In just a handful of months, Saratoga—and to a greater extent, the entire world—has sprung into action on the topic of race relations. Yes, there’s a global pandemic still going on out there that has forced us to make a number of personal sacrifices, but the real ones need to come from our hearts. Many of us have done this by marching in Black Lives Matter (BLM) protests, which first erupted worldwide in the wake of the murder of George Floyd at the hands of a white police officer on Memorial Day. Prominent city leaders, including the mayor and commissioners of finance and public safety, have marched in BLM protests; and a Saratoga Springs Police Department officer was even photographed kneeling with and embracing protesters.

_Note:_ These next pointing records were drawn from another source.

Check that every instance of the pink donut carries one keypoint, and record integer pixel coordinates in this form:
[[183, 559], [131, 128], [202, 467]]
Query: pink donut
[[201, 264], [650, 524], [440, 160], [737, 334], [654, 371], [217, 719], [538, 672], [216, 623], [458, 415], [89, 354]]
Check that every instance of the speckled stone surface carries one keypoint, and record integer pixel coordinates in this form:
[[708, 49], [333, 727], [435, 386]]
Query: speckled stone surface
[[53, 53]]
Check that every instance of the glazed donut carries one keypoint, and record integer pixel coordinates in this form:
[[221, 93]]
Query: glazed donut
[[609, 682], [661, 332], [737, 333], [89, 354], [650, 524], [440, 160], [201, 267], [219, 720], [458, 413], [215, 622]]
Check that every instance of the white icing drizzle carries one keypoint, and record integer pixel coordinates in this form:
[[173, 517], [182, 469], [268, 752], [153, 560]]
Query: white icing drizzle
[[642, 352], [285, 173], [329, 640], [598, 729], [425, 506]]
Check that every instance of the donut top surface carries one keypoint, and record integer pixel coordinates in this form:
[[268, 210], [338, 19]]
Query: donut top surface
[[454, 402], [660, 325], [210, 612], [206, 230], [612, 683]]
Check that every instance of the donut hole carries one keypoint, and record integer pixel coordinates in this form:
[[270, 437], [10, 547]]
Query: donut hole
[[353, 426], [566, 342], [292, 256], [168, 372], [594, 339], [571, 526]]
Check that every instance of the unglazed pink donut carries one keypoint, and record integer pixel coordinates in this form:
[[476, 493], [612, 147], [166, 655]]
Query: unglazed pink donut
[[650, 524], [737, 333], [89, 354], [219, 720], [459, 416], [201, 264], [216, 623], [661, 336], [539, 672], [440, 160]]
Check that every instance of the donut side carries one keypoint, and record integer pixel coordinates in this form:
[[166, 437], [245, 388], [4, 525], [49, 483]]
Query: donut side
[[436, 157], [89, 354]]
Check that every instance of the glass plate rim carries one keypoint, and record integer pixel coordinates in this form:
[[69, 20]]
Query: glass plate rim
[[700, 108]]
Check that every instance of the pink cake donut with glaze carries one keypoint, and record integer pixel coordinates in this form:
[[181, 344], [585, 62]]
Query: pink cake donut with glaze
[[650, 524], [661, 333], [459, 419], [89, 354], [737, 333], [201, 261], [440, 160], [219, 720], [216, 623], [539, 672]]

While Teabout says he was never personally harassed by police officers in his hometown, he does say that the Floyd murder is “eye-opening, because you see something like that happen, and OK, granted, [Floyd] didn’t have a clean record or rap sheet, but he was in handcuffs and wasn’t resisting.” As for the officer being down on Floyd’s neck for eight minutes, Teabout says, “That was the straw that broke the camel’s back.” In his mind, the protests have already begun effecting positive change. “I have a cousin who lives really close to our [Saratoga Springs] offices, and he says he sees people protesting out there just about every day,” he says. “That’s a step in the right direction.”
From Empire Media Network’s perspective, the BLM protests couldn’t be more “Saratoga.” They align with our city’s values of inclusivity, something that’s historically been part of its nature. Most relevant to this magazine, black jockeys were landing mounts at Saratoga Race Course as early as the 1880s; and five of them—Shelby Barnes, Anthony Hamilton, Isaac B. Murphy, Willie Simms and Jimmy Winkfield—have been enshrined at the National Museum of Racing and Hall of Fame. In recent years, local racing fans have cheered on black jockey Kendrick Carmouche, who was ranked No.11 in the jockey standings at the Spa last summer. Other examples of Saratoga’s ethos of inclusivity include the opening of Hattie’s Chicken Shack in 1938, one of the first black-woman-owned businesses of its kind in the region; Caffè Lena booking a black man as its first headliner in 1960; and the Saratoga Performing Arts Center choosing Harry Belafonte, a noted Civil Rights activist, to be its first nonclassical performer in 1967.
By the time this issue comes out, the Capital Region should be well into phase four of the state’s reopening plan. While many COVID-19 restrictions will still be in place for months to come, here’s to hoping that the peaceful protests continue and protesters’ voices continue to be heard. Above all else, it’s our goal at Empire Media Network to support this wonderful community. Black lives truly do matter to us—and they should to you, too.